Na verdade, nem todos tiveram habilidade emocional para tratá-los ou extirpá-los, por isso, esses traumas da infância nos perseguem até a idade madura, uns mais outros menos. Pelo visto, nada ficou esquecido e nem perdoado, e agora, amargamos as conseqüências. É lógico que, cada um faz a sua reflexão dentro das suas possibilidades vivenciais e ou psíquicas. Mas acredito que muitos irmãos afogaram esses vestígios inconscientes, para não sofrerem com o levantamento da memória desses episódios. Por isso, eles mantêm as Janelas Killers, fechadas, mas os demônios continuam lá dentro, mas também é fato que, deveríamos enfrentá-los e extirpá-los de nos mesmos para que não criem outros distúrbios psíquicos mais sérios.

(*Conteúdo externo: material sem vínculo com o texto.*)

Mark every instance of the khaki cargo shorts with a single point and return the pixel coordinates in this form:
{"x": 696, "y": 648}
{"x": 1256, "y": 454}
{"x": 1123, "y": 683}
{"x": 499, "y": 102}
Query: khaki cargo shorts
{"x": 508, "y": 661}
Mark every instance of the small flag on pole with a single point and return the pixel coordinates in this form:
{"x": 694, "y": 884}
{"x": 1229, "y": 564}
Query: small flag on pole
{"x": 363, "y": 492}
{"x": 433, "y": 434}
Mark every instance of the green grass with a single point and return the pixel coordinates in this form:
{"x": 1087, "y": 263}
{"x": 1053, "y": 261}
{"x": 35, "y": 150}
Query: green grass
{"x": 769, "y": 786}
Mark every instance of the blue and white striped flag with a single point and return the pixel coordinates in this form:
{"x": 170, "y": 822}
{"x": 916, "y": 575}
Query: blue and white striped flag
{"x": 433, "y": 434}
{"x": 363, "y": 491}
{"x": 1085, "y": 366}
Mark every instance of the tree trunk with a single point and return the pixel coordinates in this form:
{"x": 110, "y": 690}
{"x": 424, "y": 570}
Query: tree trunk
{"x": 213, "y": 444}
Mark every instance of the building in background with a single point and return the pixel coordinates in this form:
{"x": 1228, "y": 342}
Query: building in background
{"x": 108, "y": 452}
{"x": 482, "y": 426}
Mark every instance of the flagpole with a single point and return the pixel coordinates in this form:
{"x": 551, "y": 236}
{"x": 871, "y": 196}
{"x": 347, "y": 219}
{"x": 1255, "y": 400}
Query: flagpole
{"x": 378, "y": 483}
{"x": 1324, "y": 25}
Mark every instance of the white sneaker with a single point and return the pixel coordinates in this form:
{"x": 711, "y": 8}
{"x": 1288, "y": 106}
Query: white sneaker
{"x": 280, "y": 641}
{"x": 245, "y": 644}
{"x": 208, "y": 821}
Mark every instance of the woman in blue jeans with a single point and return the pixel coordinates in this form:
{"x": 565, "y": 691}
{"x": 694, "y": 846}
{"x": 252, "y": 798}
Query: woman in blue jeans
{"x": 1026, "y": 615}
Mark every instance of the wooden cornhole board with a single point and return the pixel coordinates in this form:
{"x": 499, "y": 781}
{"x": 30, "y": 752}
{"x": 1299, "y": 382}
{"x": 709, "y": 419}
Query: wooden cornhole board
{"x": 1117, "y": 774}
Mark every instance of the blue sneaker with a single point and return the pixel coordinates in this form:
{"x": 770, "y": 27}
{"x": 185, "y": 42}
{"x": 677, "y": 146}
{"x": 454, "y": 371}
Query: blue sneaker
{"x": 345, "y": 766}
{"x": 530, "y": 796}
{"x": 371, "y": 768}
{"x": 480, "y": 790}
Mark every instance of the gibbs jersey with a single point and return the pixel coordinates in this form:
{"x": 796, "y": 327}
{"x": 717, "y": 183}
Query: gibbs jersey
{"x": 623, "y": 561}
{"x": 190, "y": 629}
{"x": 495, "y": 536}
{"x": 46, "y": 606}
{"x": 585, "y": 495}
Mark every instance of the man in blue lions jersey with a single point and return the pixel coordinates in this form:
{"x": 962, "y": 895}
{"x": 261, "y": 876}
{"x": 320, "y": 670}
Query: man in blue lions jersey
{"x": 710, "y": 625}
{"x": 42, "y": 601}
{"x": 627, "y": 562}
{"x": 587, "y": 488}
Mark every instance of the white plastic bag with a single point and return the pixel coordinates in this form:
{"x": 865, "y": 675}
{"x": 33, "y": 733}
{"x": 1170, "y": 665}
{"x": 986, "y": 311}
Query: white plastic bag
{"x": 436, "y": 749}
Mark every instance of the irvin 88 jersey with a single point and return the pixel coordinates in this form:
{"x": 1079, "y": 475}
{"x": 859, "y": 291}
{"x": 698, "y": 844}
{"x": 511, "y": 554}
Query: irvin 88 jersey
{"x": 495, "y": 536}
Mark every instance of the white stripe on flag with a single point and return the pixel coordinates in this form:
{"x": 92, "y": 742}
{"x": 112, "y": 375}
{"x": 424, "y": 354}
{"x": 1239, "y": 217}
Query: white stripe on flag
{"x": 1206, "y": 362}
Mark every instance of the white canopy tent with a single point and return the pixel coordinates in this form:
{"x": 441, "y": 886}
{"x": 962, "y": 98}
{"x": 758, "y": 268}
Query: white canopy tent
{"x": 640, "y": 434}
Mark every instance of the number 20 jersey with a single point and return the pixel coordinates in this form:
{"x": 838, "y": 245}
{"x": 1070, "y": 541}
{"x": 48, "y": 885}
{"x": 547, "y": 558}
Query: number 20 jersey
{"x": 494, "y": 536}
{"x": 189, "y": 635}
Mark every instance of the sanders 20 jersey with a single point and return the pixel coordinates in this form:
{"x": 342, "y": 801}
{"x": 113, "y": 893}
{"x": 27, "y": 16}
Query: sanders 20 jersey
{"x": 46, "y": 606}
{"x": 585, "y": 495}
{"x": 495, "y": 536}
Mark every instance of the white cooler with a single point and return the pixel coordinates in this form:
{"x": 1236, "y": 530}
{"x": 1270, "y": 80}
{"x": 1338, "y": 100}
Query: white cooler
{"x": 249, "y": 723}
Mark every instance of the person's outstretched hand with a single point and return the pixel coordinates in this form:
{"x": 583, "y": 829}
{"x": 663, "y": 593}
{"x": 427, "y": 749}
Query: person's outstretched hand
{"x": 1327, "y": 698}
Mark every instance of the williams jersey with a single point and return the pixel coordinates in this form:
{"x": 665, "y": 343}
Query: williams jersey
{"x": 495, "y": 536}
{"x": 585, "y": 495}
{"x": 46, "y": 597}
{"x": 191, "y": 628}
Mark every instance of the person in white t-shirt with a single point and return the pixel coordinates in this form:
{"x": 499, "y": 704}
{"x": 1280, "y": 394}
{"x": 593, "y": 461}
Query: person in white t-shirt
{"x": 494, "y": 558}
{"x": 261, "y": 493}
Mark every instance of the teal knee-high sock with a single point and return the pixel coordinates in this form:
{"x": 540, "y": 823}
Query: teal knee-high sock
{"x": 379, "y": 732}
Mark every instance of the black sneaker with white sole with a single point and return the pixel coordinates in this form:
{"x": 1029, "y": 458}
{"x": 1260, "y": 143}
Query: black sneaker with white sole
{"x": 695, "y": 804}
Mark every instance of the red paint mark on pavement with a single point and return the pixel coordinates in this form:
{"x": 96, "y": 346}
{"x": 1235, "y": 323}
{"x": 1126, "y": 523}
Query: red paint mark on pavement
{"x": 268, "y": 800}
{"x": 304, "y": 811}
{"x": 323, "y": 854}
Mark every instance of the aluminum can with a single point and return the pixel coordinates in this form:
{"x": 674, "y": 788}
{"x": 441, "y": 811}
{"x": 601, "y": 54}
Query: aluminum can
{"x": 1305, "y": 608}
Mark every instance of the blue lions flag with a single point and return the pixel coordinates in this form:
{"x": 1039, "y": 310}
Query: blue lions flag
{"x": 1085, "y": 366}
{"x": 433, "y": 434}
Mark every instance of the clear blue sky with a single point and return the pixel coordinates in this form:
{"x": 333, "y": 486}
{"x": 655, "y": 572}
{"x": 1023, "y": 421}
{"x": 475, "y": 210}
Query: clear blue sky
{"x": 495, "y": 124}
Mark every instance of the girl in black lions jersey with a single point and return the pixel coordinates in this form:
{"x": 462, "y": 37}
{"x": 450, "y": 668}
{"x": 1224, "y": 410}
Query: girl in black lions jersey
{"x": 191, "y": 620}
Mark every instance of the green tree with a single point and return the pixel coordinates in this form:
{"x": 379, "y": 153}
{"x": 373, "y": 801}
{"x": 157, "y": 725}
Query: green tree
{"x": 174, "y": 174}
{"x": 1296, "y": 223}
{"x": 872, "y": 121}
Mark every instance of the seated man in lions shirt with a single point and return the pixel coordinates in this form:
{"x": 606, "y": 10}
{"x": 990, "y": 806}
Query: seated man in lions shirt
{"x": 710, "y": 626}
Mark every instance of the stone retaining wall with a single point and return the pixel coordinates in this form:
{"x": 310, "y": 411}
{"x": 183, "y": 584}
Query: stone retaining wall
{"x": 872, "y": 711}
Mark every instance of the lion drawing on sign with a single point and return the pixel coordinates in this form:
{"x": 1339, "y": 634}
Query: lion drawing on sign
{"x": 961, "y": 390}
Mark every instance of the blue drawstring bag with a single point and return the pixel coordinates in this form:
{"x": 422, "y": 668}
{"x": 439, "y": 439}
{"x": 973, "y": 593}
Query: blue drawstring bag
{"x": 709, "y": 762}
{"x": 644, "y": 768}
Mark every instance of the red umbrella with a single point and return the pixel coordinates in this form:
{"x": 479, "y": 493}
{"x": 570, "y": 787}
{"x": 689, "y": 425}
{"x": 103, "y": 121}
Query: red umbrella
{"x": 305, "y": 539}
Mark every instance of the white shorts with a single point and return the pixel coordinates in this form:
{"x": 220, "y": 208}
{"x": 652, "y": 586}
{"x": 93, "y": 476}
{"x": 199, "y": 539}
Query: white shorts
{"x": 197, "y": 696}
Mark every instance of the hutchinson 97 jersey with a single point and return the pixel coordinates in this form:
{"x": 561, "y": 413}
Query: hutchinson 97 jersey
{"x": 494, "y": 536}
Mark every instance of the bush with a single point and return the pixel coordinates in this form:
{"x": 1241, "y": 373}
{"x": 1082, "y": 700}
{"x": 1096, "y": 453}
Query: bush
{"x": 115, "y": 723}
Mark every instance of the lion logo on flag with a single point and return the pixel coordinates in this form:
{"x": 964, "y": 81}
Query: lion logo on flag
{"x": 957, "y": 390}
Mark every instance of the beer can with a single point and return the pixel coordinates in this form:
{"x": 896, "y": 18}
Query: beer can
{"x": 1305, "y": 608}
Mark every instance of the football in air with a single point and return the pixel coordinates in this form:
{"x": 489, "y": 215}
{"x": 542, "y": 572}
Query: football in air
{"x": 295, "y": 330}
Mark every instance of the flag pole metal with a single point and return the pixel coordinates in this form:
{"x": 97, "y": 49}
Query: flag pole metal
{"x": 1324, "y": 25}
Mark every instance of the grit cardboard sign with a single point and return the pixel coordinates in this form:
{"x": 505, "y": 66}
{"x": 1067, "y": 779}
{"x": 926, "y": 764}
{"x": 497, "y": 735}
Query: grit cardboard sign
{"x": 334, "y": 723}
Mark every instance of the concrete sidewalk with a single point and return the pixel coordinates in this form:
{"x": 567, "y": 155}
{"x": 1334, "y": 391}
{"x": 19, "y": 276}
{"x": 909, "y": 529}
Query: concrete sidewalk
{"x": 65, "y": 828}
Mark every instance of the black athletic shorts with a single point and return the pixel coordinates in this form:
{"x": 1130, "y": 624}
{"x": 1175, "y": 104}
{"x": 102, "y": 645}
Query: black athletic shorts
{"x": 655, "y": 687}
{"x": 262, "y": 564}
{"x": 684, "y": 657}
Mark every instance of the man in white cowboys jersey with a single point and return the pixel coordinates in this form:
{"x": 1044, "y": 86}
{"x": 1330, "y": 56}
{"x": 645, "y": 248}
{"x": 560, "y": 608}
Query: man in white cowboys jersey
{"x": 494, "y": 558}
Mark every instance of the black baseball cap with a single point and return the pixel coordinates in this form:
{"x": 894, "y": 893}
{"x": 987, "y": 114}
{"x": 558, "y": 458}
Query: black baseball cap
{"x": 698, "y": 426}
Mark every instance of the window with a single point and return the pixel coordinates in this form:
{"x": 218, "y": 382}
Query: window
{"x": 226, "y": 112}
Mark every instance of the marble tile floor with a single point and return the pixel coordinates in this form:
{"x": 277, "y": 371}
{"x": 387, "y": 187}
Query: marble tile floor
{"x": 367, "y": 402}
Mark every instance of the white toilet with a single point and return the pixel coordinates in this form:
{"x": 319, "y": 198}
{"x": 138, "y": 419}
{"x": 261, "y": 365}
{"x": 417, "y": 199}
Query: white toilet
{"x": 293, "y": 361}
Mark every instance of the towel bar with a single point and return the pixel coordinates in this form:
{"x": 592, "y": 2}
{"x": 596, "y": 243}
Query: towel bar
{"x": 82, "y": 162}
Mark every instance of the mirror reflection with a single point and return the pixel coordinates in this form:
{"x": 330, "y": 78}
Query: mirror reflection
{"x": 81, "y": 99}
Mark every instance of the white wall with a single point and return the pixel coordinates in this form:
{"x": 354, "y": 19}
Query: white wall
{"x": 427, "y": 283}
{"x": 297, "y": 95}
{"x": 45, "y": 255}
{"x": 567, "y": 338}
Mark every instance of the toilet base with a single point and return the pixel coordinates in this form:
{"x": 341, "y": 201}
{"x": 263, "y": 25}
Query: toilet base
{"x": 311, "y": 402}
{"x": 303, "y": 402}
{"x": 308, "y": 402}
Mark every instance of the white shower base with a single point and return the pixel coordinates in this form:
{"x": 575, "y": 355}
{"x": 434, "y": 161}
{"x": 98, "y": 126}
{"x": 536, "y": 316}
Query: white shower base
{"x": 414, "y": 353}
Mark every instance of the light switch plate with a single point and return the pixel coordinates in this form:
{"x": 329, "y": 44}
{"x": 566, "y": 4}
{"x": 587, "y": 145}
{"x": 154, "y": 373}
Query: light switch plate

Por isso, precisamos apagar o quanto antes, essas impressões ou figuras que ficaram impregnadas em nossos inconscientes, e que, formaram um batalhão de fantasmas existenciais de pavor que ainda nos assombram. Como disse o Dr. Carl Gustav Jung: “Cada vida é um desencadeamento psíquico que não se pode dominar a não ser parcialmente”. Somos verdadeiros espelhos, refletimos simplesmente aquela imagem que nos foi exposta ou imposta.